All the Way isn’t nearly as straightforward as it seems. It’s not a piece of naturalistic theater you can just stage. It’s not a musical either, but with grand themes, leitmotifs of venality and an orchestra-sized cast, this overstuffed sausage-grinder about Lyndon Johnson’s first 11-months in the White House needs to be conducted like a tense modern symphony full of explosive tragedy and punctuated by brassy squawks, and soaring metaphoric strings. If careful attention isn’t paid to the show’s desperate melodies, and ever-shifting time signatures All the Way turns bloodless, like Disney World’s Hall of Presidents without the Morgan Freeman gravitas. Playhouse on the Square has transformed the show into a fashion parade of gorgeous vintage suits, and unconvincing wigs on a pink (marbled?) set that looks for all the world like it was wrapped in prosciutto. It’s a remarkable showcase of extraordinary talent grinding its wheels in a low-stakes historical pageant. When actors as sharp as Delvyn Brown and George Dudley can’t make historically large characters like Martin Luther King and Lyndon Johnson interesting, there’s something powerfully wrong with the mix.
I’m a fan of director Stephen Hancock, but have noted occasions where concept muddled clarity. The opposite is true this time around. Kennedy’s assassination can’t be treated like melancholy Camelot nostalgia. All the Way may open with a funeral march, but it needs to be bathed in horror and bubbling over with chaos that threatens to grow worse as the play progresses. The Gulf of Tonkin incident isn’t an aside, it’s an explosion. Every provision cut from the 1964 Civil Rights bill in order to get some version of the legislation passed before the election has to bleed real blood and stink of the strangest fruit.
George Dudley is a pleasure to watch. He’s whip-smart, and even when he’s badly used the man’s a damn powerhouse. But everything is different this time around. He’s not surefooted like he usually is. Like so many of the actors in All the Way, Dudley seems unfocused, and not entirely in control of his lines. Still, you can’t act height and vertical advantages aside, he’s still the only actor in Memphis I can imagine capturing Johnson’s crude and conflicted brand of Texas idealism. And when he’s on, he’s on fire.

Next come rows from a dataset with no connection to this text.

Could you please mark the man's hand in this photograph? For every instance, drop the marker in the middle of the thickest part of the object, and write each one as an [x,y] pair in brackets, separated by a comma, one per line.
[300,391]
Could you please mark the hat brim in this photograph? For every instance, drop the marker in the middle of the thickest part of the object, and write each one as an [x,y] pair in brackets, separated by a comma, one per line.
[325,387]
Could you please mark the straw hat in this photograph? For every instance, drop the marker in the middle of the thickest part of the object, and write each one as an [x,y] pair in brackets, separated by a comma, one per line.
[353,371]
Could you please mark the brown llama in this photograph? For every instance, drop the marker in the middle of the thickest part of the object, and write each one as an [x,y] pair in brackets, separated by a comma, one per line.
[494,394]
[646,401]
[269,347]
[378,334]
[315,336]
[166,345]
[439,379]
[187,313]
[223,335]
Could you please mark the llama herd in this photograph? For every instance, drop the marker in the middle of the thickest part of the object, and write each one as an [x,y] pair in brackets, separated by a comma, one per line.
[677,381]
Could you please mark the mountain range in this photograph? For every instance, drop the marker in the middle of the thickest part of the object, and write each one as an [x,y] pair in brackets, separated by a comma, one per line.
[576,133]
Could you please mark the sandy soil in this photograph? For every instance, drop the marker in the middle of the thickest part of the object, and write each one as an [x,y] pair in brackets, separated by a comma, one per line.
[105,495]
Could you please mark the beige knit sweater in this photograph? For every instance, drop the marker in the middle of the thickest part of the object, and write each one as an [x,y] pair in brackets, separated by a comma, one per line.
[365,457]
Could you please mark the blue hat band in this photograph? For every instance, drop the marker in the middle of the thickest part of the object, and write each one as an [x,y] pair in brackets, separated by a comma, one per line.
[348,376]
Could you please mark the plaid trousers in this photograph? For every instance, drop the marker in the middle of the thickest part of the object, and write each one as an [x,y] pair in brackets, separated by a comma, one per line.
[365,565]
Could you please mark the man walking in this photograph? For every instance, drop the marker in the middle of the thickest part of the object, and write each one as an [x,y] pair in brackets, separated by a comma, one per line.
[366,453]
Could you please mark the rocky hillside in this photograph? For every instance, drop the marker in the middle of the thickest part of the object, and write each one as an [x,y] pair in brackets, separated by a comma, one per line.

For all of its shortcomings, All the Way is something of a landmark. I can’t recall when I’ve seen such a gifted assemblage of swinging D plopped down on a single stage. With a handful of exceptions, every noteworthy Memphis actor has been called on to do his patriotic duty, and most have answered with gusto. Curtis C. Jackson and John Maness stand out as NAACP leader Roy Wilkins and FBI chief J. Edgar Hoover. Greg Boller relishes his time inside the skin of Defense Secretary Robert McNamara. Michael Detroit makes a sympathetic, if never entirely convincing, Hubert Humphrey and John Hemphill, Sam Weakly, and John Moore all do some fine character work. The women of the 60’are finely represented by Claire Kolheim, Irene Crist and Kim Sanders, but they are outnumbered, outgunned, out shouted, and pushed to the edge of the picture. It’s an historically appropriate dynamic, of course, but it could stand crisper translation to the stage.
Regretfully, Robert Schenkkan’s script requires more than quality acting.
All the Way is a fourth wall breaker. At the end of the show Dudley asks the audience if anybody was made to feel uncomfortable about by the things they witnessed as ideation becomes legislation, slaw, then law. He asks if we wanted to hide our faces or look away. That moment should be the key to reverse engineering an American "teaching play" that lists ever so slightly toward German Lehrstücke. It should make us want to look away. Not because of the sad black and white photographs projected on enormous screens behind the actors, but because when politicians “make the sausage” people are the meat in the grinder.
There’s a frequently repeated line in All the Way about how Johnson is the most, “sympathetic president since Lincoln [to African Americans].” It’s ordinary sloganeering, of course, and an uncomfortable truth when considered from even a relatively short distance. It’s also a helpful line for considering how easily mimesis fails this kind of play where dynamic interpretation makes the difference between horrorshow and hagiography.
Face full of Johnson. Michael Detroit and George Dudley in All the Way at Playhouse on the Square.
All the Way isn’t bad, it’s worse than that. It’s boring. It's a play that should make us see that soldiers are blown up in boardrooms not on battlefields, and how even progressive politics can play out like a slow motion lynching. It should make us flinch and look away often. But it never does.
It’s an election year, of course — in case anybody out there in Flyer-land hasn't noticed. I suspect there's a certain crowd caught up in the pageantry who are in the perfect mood for a three-hour reminder of the “good old" "bad old" days when even an oil-funded politician as crude and bullying as Donald Trump could dream of a "more perfect union" and get elected. Once, anyway.
Even political junkies and policy wonks may wish to spend cocktail hour chugging coffee.